Long ago I read that it takes 20 years to make a writer.

I asked if that came with a guarantee, but no one answered.

I dove in any way.  I decided that I wanted to be a writer, and I was willing to put in the time.

It’s been a fantastic 20 years, but I am not a rich by being a writer yet, my writing doesn’t sparkle as some do, (Dear Ray Bradbury, I’m still reading and writing), no major publishing house has bought my work.

Am I a failure?

Naugh.  I have expressed myself. I have studied. I have learned something about writing, (I have found that it is an endless process), and I have found that writing helps clarify my life. I write because I want to know what I am thinking. And I write because my intuition, that part that does not think) tells me to.

Malcolm Gladwell in his book Outliners said it takes 10,000 hours to be “a world-class expert.”and he's the one who used the Beatles as an example.

"World class expert." Perhaps we don't have to be one to be successful, maybe he's wrong, or on the possibility that he's right perhaps we are willing to put in the hours.there's the catch.  And consider, maybe he's wrong.

Stephen King said, “I’ve written because it fulfilled me. Maybe it paid off the mortgage on the house and got the kids through college, but those things were on the side–I did it for the buzz. I did it for the pure joy of the thing. And if you can do it for joy, you can do it forever.”

“Who wants to become a writer?
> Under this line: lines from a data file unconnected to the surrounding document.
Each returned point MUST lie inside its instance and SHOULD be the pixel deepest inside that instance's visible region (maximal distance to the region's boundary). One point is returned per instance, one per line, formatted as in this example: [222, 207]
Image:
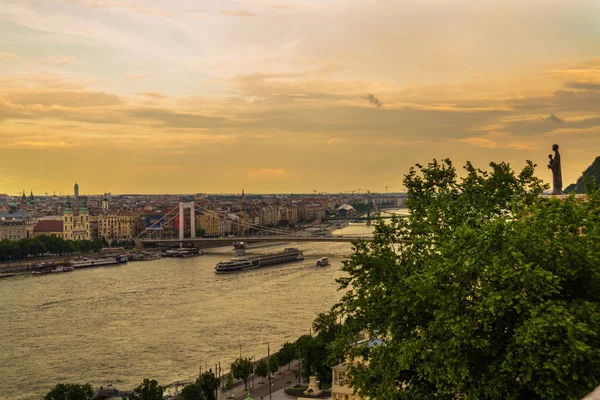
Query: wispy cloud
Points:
[237, 13]
[65, 60]
[373, 100]
[154, 95]
[8, 57]
[267, 173]
[138, 76]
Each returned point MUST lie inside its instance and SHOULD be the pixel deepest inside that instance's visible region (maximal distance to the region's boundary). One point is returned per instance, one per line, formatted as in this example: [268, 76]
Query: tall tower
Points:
[105, 202]
[68, 221]
[84, 219]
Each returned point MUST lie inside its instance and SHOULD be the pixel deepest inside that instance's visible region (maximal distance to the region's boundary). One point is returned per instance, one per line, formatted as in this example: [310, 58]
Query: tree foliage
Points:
[273, 364]
[147, 390]
[287, 354]
[70, 391]
[241, 369]
[485, 291]
[42, 245]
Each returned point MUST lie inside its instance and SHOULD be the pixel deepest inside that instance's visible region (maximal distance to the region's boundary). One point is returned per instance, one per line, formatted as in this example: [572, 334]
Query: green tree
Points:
[70, 391]
[262, 370]
[204, 388]
[241, 369]
[229, 384]
[273, 364]
[147, 390]
[485, 291]
[326, 326]
[287, 354]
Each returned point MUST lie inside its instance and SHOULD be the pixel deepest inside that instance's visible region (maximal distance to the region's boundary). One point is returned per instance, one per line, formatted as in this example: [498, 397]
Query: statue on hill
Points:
[554, 165]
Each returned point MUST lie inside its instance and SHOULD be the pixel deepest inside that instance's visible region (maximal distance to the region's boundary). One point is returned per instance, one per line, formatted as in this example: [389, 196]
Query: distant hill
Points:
[593, 170]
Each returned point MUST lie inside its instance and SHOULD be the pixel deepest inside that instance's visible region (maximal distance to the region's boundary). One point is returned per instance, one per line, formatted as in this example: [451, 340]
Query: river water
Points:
[158, 319]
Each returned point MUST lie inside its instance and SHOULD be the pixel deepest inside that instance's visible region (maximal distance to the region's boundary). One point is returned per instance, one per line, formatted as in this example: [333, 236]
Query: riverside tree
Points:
[241, 369]
[262, 369]
[485, 291]
[287, 354]
[70, 391]
[147, 390]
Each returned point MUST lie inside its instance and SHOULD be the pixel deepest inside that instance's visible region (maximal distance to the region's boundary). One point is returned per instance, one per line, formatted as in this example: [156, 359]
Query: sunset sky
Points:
[186, 96]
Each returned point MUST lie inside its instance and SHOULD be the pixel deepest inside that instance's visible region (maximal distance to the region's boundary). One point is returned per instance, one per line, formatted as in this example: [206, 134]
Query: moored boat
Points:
[323, 261]
[243, 264]
[98, 262]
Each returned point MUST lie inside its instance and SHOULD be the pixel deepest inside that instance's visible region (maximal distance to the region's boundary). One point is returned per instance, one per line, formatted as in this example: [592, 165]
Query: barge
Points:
[98, 262]
[182, 252]
[247, 263]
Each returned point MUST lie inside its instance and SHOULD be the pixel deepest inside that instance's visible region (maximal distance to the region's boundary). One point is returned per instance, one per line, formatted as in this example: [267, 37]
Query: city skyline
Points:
[156, 96]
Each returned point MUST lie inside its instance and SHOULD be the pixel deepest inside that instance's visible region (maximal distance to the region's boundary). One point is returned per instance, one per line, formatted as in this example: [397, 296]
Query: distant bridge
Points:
[254, 239]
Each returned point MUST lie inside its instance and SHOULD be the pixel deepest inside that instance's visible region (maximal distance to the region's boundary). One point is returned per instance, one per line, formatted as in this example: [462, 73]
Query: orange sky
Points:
[156, 96]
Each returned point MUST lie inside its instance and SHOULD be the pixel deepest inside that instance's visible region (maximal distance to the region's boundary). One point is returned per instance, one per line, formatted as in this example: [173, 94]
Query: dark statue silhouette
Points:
[554, 165]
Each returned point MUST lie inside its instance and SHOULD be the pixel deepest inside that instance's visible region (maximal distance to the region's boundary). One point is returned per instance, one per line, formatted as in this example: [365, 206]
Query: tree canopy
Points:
[287, 354]
[204, 388]
[262, 369]
[241, 369]
[147, 390]
[70, 391]
[485, 291]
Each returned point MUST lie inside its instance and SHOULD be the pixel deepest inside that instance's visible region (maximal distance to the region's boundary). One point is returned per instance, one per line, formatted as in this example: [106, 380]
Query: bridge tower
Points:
[182, 207]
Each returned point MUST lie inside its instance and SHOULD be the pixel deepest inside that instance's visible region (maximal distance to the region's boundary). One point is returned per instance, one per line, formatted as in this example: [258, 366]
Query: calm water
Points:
[159, 319]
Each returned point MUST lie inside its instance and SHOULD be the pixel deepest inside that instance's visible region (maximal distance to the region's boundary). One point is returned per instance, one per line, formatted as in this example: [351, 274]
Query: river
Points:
[159, 319]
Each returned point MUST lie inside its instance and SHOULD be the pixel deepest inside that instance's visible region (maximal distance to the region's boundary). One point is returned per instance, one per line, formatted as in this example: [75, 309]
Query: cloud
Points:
[137, 76]
[583, 85]
[373, 100]
[237, 13]
[267, 173]
[65, 60]
[479, 142]
[8, 57]
[154, 95]
[554, 119]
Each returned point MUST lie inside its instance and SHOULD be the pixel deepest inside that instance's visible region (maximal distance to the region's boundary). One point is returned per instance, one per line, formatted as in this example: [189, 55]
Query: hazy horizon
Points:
[156, 96]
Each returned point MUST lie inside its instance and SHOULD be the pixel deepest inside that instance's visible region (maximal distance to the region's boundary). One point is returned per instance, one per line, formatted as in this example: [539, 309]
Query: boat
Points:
[150, 256]
[98, 262]
[246, 263]
[183, 252]
[323, 261]
[55, 270]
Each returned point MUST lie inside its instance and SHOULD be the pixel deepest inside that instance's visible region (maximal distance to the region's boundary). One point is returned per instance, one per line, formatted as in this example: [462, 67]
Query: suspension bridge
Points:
[244, 230]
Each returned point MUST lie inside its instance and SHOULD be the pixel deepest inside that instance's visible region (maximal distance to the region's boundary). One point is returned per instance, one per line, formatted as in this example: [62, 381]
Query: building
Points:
[116, 226]
[49, 227]
[16, 225]
[209, 222]
[76, 227]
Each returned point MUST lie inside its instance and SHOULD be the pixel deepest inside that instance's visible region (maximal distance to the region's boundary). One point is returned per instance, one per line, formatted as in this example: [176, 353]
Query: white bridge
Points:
[153, 234]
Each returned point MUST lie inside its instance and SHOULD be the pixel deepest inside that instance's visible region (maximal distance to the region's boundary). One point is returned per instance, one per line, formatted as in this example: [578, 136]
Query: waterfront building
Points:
[209, 221]
[105, 202]
[76, 227]
[49, 227]
[16, 225]
[340, 387]
[115, 226]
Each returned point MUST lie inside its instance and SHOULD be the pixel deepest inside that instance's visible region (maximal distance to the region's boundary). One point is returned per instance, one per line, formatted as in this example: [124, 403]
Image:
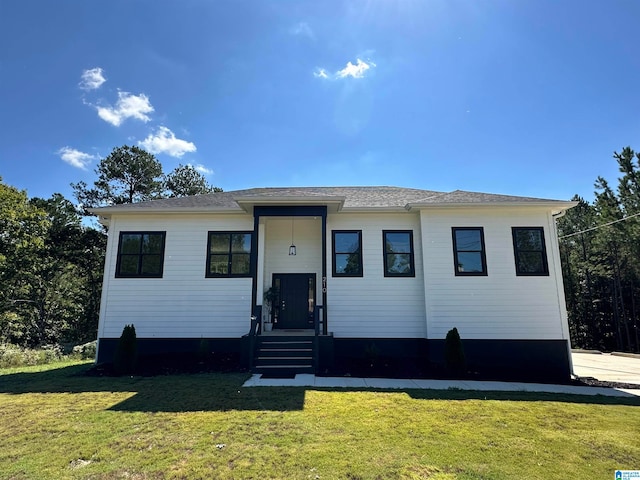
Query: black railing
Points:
[317, 322]
[254, 331]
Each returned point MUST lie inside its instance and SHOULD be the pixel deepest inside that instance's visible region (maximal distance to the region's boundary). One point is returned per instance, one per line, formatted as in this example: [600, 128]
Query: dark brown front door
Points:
[297, 299]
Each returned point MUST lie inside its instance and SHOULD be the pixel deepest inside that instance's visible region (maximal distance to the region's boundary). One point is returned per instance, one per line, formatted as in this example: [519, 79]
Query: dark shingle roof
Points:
[350, 197]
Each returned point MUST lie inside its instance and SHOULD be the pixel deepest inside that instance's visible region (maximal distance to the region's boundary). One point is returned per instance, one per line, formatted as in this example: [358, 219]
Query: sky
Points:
[526, 97]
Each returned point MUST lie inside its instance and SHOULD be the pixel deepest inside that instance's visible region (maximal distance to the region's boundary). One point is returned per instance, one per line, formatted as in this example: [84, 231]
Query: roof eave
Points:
[104, 211]
[334, 203]
[556, 205]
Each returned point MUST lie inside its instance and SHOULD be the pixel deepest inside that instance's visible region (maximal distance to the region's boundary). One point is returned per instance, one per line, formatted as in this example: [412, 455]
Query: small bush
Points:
[454, 358]
[86, 351]
[126, 355]
[204, 350]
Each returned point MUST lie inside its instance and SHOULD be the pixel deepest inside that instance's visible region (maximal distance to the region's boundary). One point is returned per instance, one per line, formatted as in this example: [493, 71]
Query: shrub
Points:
[454, 358]
[204, 350]
[86, 351]
[126, 355]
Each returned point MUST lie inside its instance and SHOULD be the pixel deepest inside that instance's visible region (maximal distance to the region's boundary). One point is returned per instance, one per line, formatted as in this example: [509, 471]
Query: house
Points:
[358, 270]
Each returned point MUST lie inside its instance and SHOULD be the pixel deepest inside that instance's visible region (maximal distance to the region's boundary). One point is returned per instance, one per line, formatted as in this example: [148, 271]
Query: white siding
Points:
[500, 305]
[183, 303]
[375, 306]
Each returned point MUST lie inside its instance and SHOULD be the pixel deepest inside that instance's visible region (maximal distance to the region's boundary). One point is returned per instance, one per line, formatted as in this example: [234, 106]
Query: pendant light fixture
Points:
[292, 248]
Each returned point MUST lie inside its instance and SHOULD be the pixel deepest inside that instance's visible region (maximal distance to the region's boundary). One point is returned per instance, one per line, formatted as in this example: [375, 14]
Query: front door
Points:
[297, 299]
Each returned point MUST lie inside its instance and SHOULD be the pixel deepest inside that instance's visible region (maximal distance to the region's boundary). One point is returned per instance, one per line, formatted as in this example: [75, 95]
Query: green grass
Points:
[57, 423]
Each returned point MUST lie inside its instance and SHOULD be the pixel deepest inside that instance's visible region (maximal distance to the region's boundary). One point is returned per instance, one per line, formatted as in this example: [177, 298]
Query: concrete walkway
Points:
[607, 367]
[306, 380]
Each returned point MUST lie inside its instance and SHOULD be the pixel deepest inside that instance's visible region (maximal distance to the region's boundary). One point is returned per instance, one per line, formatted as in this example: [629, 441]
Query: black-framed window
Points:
[530, 251]
[140, 254]
[468, 251]
[347, 253]
[229, 254]
[398, 253]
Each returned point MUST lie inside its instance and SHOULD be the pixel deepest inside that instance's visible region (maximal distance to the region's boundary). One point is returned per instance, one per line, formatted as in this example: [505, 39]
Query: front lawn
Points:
[55, 422]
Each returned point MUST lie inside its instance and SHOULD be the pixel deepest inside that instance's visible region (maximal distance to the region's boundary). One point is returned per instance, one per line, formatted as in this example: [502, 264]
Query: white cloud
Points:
[202, 169]
[354, 71]
[320, 73]
[92, 79]
[128, 106]
[75, 158]
[165, 141]
[302, 29]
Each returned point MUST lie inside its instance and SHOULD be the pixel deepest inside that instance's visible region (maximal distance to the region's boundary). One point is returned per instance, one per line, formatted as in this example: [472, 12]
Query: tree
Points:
[185, 180]
[50, 271]
[126, 175]
[600, 249]
[23, 228]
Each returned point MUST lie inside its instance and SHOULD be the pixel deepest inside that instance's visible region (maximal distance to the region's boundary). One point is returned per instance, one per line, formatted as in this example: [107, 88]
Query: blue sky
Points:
[527, 97]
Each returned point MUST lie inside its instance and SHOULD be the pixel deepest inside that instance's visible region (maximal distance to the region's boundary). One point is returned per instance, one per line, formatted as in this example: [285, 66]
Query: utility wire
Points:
[599, 226]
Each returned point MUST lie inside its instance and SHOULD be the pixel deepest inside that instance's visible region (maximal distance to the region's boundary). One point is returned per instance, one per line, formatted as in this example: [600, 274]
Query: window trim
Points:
[412, 270]
[483, 255]
[334, 272]
[140, 255]
[545, 262]
[207, 267]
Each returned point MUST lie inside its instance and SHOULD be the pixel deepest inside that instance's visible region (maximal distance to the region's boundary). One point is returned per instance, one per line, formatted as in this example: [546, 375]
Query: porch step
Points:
[284, 355]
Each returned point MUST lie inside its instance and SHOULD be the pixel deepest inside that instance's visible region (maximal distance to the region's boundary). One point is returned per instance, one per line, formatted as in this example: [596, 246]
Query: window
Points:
[398, 253]
[468, 251]
[140, 254]
[229, 254]
[529, 250]
[347, 253]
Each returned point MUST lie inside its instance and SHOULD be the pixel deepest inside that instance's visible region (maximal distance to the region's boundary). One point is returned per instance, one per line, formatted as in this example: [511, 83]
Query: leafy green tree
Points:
[126, 175]
[600, 248]
[185, 180]
[23, 229]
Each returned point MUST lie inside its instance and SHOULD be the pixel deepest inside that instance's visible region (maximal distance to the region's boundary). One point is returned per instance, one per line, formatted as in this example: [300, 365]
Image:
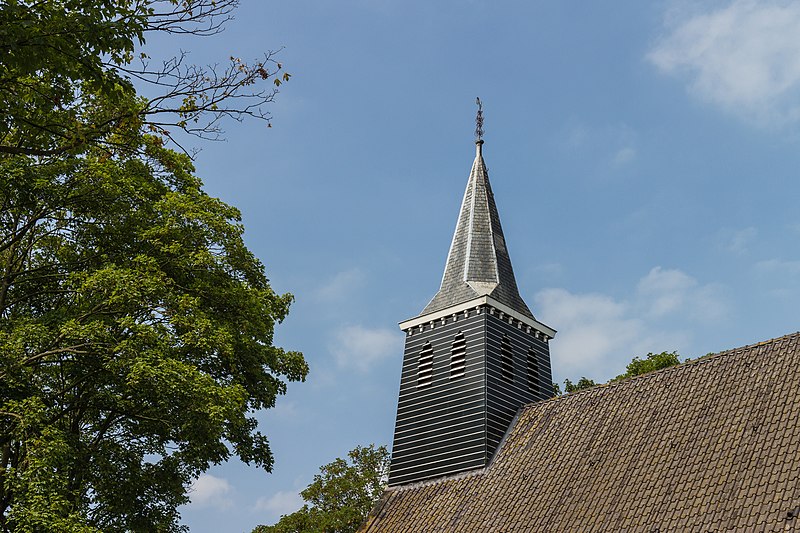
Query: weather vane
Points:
[479, 121]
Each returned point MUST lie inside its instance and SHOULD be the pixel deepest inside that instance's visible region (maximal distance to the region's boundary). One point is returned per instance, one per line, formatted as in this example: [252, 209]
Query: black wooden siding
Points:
[455, 424]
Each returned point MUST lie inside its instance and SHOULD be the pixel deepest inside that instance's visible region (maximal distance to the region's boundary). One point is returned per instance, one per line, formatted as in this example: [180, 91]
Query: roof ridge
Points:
[703, 359]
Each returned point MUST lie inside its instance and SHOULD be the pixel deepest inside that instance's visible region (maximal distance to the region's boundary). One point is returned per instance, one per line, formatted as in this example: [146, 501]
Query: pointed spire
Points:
[478, 263]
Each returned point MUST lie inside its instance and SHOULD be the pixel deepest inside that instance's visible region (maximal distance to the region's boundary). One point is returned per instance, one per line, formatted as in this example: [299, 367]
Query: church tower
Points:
[474, 355]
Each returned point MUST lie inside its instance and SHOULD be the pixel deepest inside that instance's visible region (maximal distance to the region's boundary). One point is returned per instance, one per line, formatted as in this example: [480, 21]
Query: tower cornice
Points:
[481, 301]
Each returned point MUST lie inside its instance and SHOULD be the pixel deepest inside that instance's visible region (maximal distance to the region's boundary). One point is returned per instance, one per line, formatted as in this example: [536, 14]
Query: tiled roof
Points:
[478, 262]
[710, 445]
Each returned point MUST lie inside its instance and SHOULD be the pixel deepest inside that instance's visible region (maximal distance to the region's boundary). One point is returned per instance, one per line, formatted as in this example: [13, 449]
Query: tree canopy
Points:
[136, 328]
[341, 495]
[637, 366]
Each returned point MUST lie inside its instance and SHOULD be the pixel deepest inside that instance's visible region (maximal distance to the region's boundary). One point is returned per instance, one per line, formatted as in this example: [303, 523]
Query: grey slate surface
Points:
[478, 263]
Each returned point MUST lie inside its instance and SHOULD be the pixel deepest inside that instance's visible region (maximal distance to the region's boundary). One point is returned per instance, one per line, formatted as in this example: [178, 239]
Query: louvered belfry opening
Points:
[465, 373]
[458, 356]
[533, 369]
[506, 359]
[425, 368]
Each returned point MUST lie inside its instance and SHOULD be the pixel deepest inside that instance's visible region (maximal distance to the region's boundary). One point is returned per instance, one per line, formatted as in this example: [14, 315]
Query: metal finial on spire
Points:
[479, 121]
And why? Because it’s the answer to everything. … It’s the streaming reason for living. To note, to pin down, to build up, to create, to be astonished at nothing, to cherish the oddities, to let nothing go down the drain, to make something, to make a great flower out of life, even if it’s a cactus.”
—Enid Bagnold


“We are all apprentices in a craft where no one ever becomes a master.”
—Ernest Hemingway


(There go the "world-class experts.")


“Writers live twice.”
—Natalie Goldberg


Yep, that’s what I was saying, only they said it better.